Roszkowski odpowiada
Do słów Donalda Tuska odniósł się autor podręcznika do HiT-u. Jak powiedział Wojciech Roszkowski w wywiadzie dla portalu wPolityce, słowa Donalda Tuska są manipulacją.
– Po pierwsze w tekście nie ma sformułowania „in vitro”, a po drugie z niego nijak nie może wynikać, że potępiam ludzi płodzących dzieci metodą in vitro. Pytam tylko, kto będzie kochał dzieci, które powstają w tym całym zamieszaniu, związanym z konstrukcją nowego człowieka. Ten fragment dotyczy kwestii bioetyki i zamieszania wokół płodności. Chciałem bardzo wyraźnie powiedzieć, do czego zmierzają eksperymenty na rodzinie itd. Zostawiam kwestię oceny metody in vitro na lekcje wychowania w rodzinie czy wychowania seksualnego, bo to jest kwestia bardziej szczegółowa – tłumaczył portalowi autor podręcznika.

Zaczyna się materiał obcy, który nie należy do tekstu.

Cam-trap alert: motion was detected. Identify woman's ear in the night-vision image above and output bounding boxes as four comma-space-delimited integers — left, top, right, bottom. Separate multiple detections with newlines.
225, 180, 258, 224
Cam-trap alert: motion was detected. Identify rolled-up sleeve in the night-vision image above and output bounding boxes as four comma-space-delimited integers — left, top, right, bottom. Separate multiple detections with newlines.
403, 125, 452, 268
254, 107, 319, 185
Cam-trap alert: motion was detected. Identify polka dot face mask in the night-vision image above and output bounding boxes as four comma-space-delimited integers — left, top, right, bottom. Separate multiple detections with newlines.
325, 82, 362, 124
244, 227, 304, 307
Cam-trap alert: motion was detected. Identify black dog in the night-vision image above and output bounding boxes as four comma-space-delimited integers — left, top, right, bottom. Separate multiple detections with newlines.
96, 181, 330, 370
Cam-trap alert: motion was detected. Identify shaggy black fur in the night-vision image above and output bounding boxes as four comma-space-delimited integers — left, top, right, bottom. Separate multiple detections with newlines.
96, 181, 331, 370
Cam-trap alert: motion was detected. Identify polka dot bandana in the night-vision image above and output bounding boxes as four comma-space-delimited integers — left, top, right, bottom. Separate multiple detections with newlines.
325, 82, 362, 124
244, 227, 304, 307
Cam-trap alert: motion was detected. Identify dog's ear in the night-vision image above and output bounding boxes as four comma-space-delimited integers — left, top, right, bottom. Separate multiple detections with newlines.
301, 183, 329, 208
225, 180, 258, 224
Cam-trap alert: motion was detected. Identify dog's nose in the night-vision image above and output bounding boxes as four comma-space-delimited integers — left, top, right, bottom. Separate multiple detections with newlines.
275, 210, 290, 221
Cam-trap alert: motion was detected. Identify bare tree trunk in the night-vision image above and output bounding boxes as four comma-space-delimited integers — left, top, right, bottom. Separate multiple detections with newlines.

Roszkowski skomentował także słowa Donalda Tuska o "ładactwie".
– Jeżeli ktoś uważa, że to jest łajdactwo, jak mówił pan premier Tusk, to niech czyta ze zrozumieniem. To się wpisuje w walkę polityczną, a ja się nie prosiłem o wejście w wielką politykę i z panem premierem nie mam ochoty polemizować, natomiast nazywanie podręcznika „łajdactwem” wymaga jednak komentarza. Są pewne granice w dyskursie publicznym, żeby nie używać takich słów w stosunku do czegoś, czego się nie rozumie – powiedział autor książki.
Ostra reakcja opinii publicznej
Fragment spotkał się z ostrą krytyką nie tylko Donalda Tuska. Krytyczny głos w sprawie określenia metody in vitro mianem "produkcji dzieci" zabrał nawet rządowy ekspert, Błażej Kmieciak.
Przewodniczący Państwowej Komisji ds. Pedofilii skomentował cytat na Twitterze. Jak napisał, jego zdanie na temat in vitro zmieniło się po debacie, na którą został zaproszony.
"Miałem mówić o zagrożeniach. Głosiłem pewnie moje stanowisko. Nagle pod pulpit podeszła mała dziewczynka poczęta w ten sposób... I "mądrość" prysła. Mam wątpliwości etyczne dotyczące tej metody, ale dziecko nie jest produktem, jest cudem!!!", napisał.
Książka do HiT prof. Wojciecha Roszkowskiego był wielokrotnie krytykowany również z innych powodów. Jednocześnie spotkał się z aprobatą szefa resortu edukacji, Przemysława Czarnka. Jak powiedział minister, "podręcznik jest znakomity".